Time to catch up on some of the late season butterflies and also a few of the earlier ones that I had not recorded. This sudden return of enthusiasm being triggered by the hot weather and the realisation that I was about to time out on the Silver-studded Blue.

It has been a funny year for the butterflies. Poor numbers of the early season species and now what appears to be large numbers of a lot of the later species. On top of that some species seem to be late emerging whilst others are around there normal time.

We usually see the Silver-studded Blues at Iping Common in the last two weeks of June. This year it was us that were late, rather than the butterfly, looking for them in the second week of July. There were still plenty flying but most were past their best so I guess these had emerged on their usual timescales.

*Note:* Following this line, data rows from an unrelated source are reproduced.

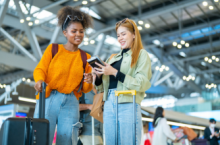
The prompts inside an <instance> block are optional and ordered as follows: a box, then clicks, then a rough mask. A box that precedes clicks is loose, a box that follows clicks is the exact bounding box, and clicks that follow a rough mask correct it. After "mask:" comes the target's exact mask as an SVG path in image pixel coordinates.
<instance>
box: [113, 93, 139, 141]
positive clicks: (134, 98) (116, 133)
mask: <svg viewBox="0 0 220 145" xmlns="http://www.w3.org/2000/svg"><path fill="white" fill-rule="evenodd" d="M136 93H137V91H136V90H127V91H115V96H116V129H115V131H116V133H115V139H116V140H115V144H116V145H118V96H119V95H120V94H132V95H133V124H132V125H133V130H132V132H133V145H136V102H135V96H136Z"/></svg>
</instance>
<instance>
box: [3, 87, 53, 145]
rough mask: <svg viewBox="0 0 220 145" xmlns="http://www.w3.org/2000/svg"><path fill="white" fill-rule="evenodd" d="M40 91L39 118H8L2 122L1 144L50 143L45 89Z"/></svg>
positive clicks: (36, 144) (47, 143)
mask: <svg viewBox="0 0 220 145" xmlns="http://www.w3.org/2000/svg"><path fill="white" fill-rule="evenodd" d="M42 87H43V91H42V93H40V100H39V103H40V104H39V105H40V107H39V118H38V119H35V118H8V119H7V120H5V122H4V123H3V124H2V128H1V132H0V145H49V121H48V120H46V119H45V90H46V83H43V84H42Z"/></svg>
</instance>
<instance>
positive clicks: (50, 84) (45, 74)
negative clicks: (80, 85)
mask: <svg viewBox="0 0 220 145" xmlns="http://www.w3.org/2000/svg"><path fill="white" fill-rule="evenodd" d="M86 55H87V59H89V58H90V57H91V56H90V55H89V54H87V53H86ZM91 71H92V68H91V67H90V66H89V64H88V63H87V64H86V68H85V72H86V73H90V72H91ZM33 75H34V80H35V82H38V81H39V80H43V81H44V82H46V83H47V84H48V85H47V87H46V98H47V97H49V96H50V93H51V91H52V90H57V91H58V92H60V93H64V94H70V93H71V92H72V91H73V92H74V94H75V96H76V98H77V99H79V97H81V96H82V92H83V93H88V92H90V91H91V90H92V84H88V83H86V82H84V83H83V87H82V89H81V91H80V92H79V93H77V91H78V89H79V84H80V82H81V80H82V78H83V61H82V58H81V53H80V50H77V51H75V52H71V51H68V50H66V49H65V48H64V47H63V44H59V47H58V52H57V54H56V55H55V56H54V58H53V59H52V44H50V45H49V46H48V47H47V49H46V50H45V52H44V54H43V56H42V58H41V60H40V62H39V63H38V65H37V67H36V68H35V70H34V74H33ZM36 99H39V94H38V95H37V96H36Z"/></svg>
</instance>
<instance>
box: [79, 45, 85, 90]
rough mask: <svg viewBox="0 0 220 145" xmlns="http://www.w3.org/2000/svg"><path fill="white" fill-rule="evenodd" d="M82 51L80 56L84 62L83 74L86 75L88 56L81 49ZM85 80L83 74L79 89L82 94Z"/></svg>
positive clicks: (82, 50) (80, 51)
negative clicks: (87, 58)
mask: <svg viewBox="0 0 220 145" xmlns="http://www.w3.org/2000/svg"><path fill="white" fill-rule="evenodd" d="M79 50H80V54H81V58H82V61H83V73H85V68H86V63H87V55H86V52H85V51H83V50H81V49H79ZM83 80H84V74H83V78H82V80H81V82H80V85H79V89H78V91H77V92H78V93H79V92H80V90H81V89H82V86H83Z"/></svg>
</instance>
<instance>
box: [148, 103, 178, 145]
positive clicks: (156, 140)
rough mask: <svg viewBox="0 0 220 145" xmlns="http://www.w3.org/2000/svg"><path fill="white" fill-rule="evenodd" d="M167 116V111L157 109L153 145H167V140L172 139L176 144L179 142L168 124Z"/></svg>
mask: <svg viewBox="0 0 220 145" xmlns="http://www.w3.org/2000/svg"><path fill="white" fill-rule="evenodd" d="M164 116H165V111H164V109H163V108H162V107H157V109H156V112H155V115H154V121H153V126H154V128H155V129H154V136H153V144H152V145H167V139H168V138H169V139H171V140H173V141H174V142H176V141H177V138H176V136H175V135H174V134H173V132H172V131H171V129H170V127H169V125H168V124H167V120H166V118H164Z"/></svg>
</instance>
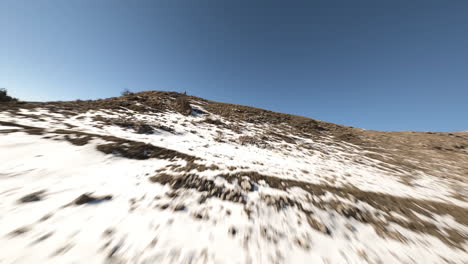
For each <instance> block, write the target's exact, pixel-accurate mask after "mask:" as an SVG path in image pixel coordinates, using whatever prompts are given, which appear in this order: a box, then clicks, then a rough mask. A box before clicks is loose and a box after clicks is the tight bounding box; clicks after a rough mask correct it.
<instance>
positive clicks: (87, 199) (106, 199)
mask: <svg viewBox="0 0 468 264" xmlns="http://www.w3.org/2000/svg"><path fill="white" fill-rule="evenodd" d="M111 199H112V195H106V196H100V197H93V196H91V195H90V194H87V193H85V194H82V195H80V196H79V197H78V198H76V199H75V201H74V202H73V203H74V204H76V205H82V204H85V203H99V202H102V201H108V200H111Z"/></svg>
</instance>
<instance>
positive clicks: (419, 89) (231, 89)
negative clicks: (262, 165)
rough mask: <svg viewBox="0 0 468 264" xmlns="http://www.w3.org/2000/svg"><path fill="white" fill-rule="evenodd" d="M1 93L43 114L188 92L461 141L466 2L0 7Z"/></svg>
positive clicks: (0, 78) (4, 2)
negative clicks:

Female Silver-studded Blue

Male Silver-studded Blue

Male with silver studs just about showing

We also took a trip over to Windover Hill on the 14th July to see the Chalkhill Blues and to look for Grayling. We had regularly seen good numbers of fresh Chalkhills on this date in previous years and occasionally a Grayling or two. This year the Chalkhills were out but only in small numbers and there was no sign of Grayling. However the nationally rare Yellow Pearl Moth with a flight season of Mid July to August was out in huge numbers. In places it was difficult to put your foot down without treading on them.

Chalkhill Blue

Yellow Pearl Moth - Mecyna flavalis

A couple of days out butterflying also filled a few gaps in my sightings earlier in the year. We were perhaps a bit late for finding fresh Dark Green Fritillaries to photograph but we did at least see lots of them whilst we were out, probably in bigger numbers than I have seen for many years.

Dark Green Fritillary

Photographs of the Dark Greens and the Silver-washed Fritillaries are always difficult unless you can find them nectaring towards the end of the day.

Silver-washed Fritillary

We also saw our first Gatekeeper of the year. This sighting being much later than we would normally have found it.

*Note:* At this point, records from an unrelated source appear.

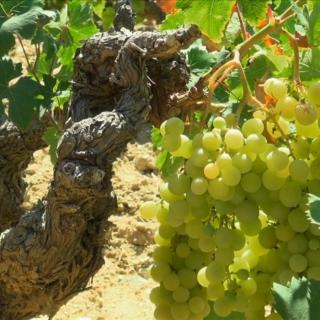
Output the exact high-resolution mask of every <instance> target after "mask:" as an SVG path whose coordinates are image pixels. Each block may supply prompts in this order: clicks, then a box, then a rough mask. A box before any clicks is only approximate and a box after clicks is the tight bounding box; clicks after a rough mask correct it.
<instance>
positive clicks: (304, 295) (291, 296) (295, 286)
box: [273, 278, 311, 320]
mask: <svg viewBox="0 0 320 320" xmlns="http://www.w3.org/2000/svg"><path fill="white" fill-rule="evenodd" d="M273 296H274V299H275V304H274V307H275V309H276V310H277V311H278V313H279V314H280V315H281V316H282V317H283V319H286V320H310V319H311V318H310V314H309V313H310V310H309V303H308V299H309V298H310V297H309V292H308V281H306V280H305V279H304V280H297V279H295V278H293V280H292V281H291V283H290V286H289V287H286V286H282V285H280V284H277V283H274V285H273Z"/></svg>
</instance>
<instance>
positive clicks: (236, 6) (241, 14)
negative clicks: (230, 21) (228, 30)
mask: <svg viewBox="0 0 320 320" xmlns="http://www.w3.org/2000/svg"><path fill="white" fill-rule="evenodd" d="M235 8H236V13H237V15H238V19H239V22H240V29H241V33H242V37H243V40H247V39H248V38H249V37H250V36H249V33H248V32H247V30H246V25H245V22H244V20H243V17H242V13H241V10H240V7H239V4H238V2H237V3H236V5H235Z"/></svg>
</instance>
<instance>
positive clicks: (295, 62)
mask: <svg viewBox="0 0 320 320" xmlns="http://www.w3.org/2000/svg"><path fill="white" fill-rule="evenodd" d="M281 32H282V33H283V34H284V35H285V36H286V37H287V38H288V39H289V41H290V45H291V47H292V49H293V54H294V56H293V59H294V60H293V81H294V82H295V83H296V84H297V85H300V84H301V78H300V66H299V47H298V43H297V40H296V38H295V36H294V35H293V34H291V33H290V32H289V31H288V30H286V29H285V28H282V29H281Z"/></svg>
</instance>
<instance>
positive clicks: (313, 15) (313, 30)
mask: <svg viewBox="0 0 320 320" xmlns="http://www.w3.org/2000/svg"><path fill="white" fill-rule="evenodd" d="M309 24H310V26H309V33H308V38H309V43H310V45H312V46H315V47H316V46H319V45H320V2H316V3H315V4H314V8H313V10H312V12H311V15H310V20H309Z"/></svg>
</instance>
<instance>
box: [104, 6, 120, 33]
mask: <svg viewBox="0 0 320 320" xmlns="http://www.w3.org/2000/svg"><path fill="white" fill-rule="evenodd" d="M115 14H116V11H115V10H114V8H113V7H106V8H105V10H104V11H103V13H102V16H101V19H102V22H103V27H104V28H105V29H108V28H110V27H111V26H112V25H113V20H114V16H115Z"/></svg>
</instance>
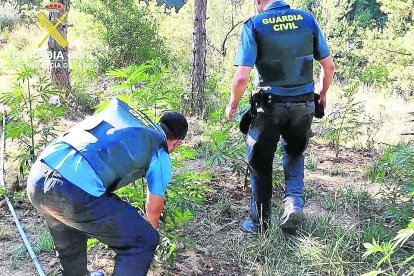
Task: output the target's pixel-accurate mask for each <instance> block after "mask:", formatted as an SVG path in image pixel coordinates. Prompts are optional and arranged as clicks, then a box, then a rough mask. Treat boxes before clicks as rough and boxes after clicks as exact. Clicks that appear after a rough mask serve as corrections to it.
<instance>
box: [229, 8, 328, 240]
mask: <svg viewBox="0 0 414 276" xmlns="http://www.w3.org/2000/svg"><path fill="white" fill-rule="evenodd" d="M255 4H256V7H257V9H258V11H259V14H258V15H256V16H253V17H251V18H250V19H249V20H248V21H247V22H245V24H244V26H243V30H242V34H241V44H240V48H239V50H238V53H237V56H236V62H235V65H236V66H238V67H237V70H236V73H235V76H234V79H233V84H232V92H231V97H230V102H229V104H228V106H227V108H226V114H227V117H228V118H229V119H232V118H233V116H234V114H235V111H236V109H237V106H238V103H239V101H240V98H241V97H242V95H243V93H244V91H245V90H246V87H247V82H248V79H249V75H250V72H251V70H252V67H253V66H255V67H256V69H257V73H258V77H259V84H258V88H259V89H258V94H257V95H254V96H253V100H254V106H253V108H254V111H255V112H254V114H256V115H255V117H254V119H253V121H252V123H251V125H250V129H249V131H248V134H247V152H246V158H247V162H248V164H249V171H250V176H251V187H252V195H251V200H250V209H251V212H250V218H249V219H247V220H246V221H244V222H243V224H242V229H244V230H245V231H248V232H258V231H261V230H266V229H267V228H268V226H269V224H270V212H271V197H272V163H273V158H274V154H275V151H276V147H277V143H278V141H279V138H280V136H281V137H282V142H281V148H282V151H283V169H284V175H285V184H286V189H285V198H284V201H285V210H284V214H283V216H282V218H281V221H280V226H281V227H282V229H285V230H289V231H292V230H295V229H297V228H298V227H299V226H300V223H301V221H302V217H303V210H302V209H303V205H304V188H303V172H304V157H303V152H304V150H305V148H306V146H307V143H308V139H309V133H310V127H311V123H312V119H313V116H314V111H315V105H314V102H313V100H314V89H315V88H314V81H313V75H312V73H313V59H316V60H317V61H318V62H319V63H320V65H321V74H320V82H319V85H318V88H317V92H318V93H319V94H320V100H319V103H320V104H321V105H323V106H324V107H325V105H326V92H327V90H328V87H329V85H330V83H331V81H332V78H333V73H334V68H335V66H334V63H333V59H332V57H331V55H330V52H329V49H328V46H327V44H326V41H325V39H324V37H323V35H322V33H321V31H320V29H319V27H318V25H317V23H316V21H315V20H314V19H313V17H312V16H311V15H310V14H309V13H307V12H305V11H302V10H295V9H291V8H290V7H289V5H288V4H286V3H285V2H283V1H271V0H267V1H266V0H255Z"/></svg>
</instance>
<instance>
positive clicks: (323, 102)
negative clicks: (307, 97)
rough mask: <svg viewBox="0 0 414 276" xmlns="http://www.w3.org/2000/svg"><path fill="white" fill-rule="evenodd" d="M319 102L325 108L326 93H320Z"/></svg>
mask: <svg viewBox="0 0 414 276" xmlns="http://www.w3.org/2000/svg"><path fill="white" fill-rule="evenodd" d="M319 96H320V98H319V103H320V104H321V105H322V106H323V108H324V109H325V108H326V94H325V93H320V95H319Z"/></svg>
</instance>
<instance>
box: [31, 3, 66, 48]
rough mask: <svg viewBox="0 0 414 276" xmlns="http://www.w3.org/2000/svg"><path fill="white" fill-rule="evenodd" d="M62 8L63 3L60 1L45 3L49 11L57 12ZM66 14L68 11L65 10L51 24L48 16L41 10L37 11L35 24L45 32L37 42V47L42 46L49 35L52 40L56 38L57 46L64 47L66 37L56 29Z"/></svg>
mask: <svg viewBox="0 0 414 276" xmlns="http://www.w3.org/2000/svg"><path fill="white" fill-rule="evenodd" d="M62 8H63V5H62V4H61V3H55V2H52V3H49V4H46V5H45V9H47V10H48V11H49V12H50V13H58V12H59V11H61V10H62ZM67 15H68V13H67V12H65V13H64V14H63V15H62V16H61V17H59V18H58V19H57V20H56V23H55V24H53V23H52V22H50V20H49V19H48V17H47V16H46V15H45V14H44V13H43V12H41V13H39V15H38V19H39V21H37V22H36V25H37V26H38V27H39V28H40V29H44V30H46V32H47V35H46V36H45V37H44V38H43V39H42V41H41V42H40V43H39V46H38V47H39V48H40V47H42V45H43V44H44V43H45V41H46V40H47V39H48V38H49V37H52V38H53V39H54V40H56V42H57V44H59V46H61V47H63V48H66V47H67V46H68V44H69V43H68V41H67V39H66V38H64V37H63V35H62V34H61V33H60V32H59V30H58V27H59V25H61V24H64V22H65V19H66V17H67Z"/></svg>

July is also the time to look for Essex Skippers. They emerge a couple of weeks after the Small Skippers and the two species look very similar. It takes a bit of effort to be sure you are looking at an Essex with the best differentiator being the underside of the antenna. These should be black on the Essex and orange/brown on the Small.

Female Skipper probably a Small

and an Essex showing the black undersides to the antenna

A few other Butterflies spotted whilst we were out.

Marbled White

Painted Lady

Red Admiral

We also saw a good number of White Admirals around Houghton Forest but the only one we found puddling on the ground was well past it's best and I will spare you the photograph.


This Comma being the form Hutchinsoni. These usually develop when the caterpillars are exposed to long periods of sunlight. Did we have that earlier this year? I think the normal form is a much more impressive butterfly.

Large Skipper

Plenty of Peacock's seen but perhaps more unusual, a Peacock Caterpillar

Peacock Caterpillar

and to finish, a Ringlet......


and a White-letter Hairstreak. Perhaps not the best picture I have taken of the White-letter but it is the only one we saw and then only for a few seconds whilst silhouetted against the sun.

White-letter Hairstreak

Still a few butterflies to see before the end of the year and I am still keeping my fingers crossed for a Large Tortoiseshell. There is still time!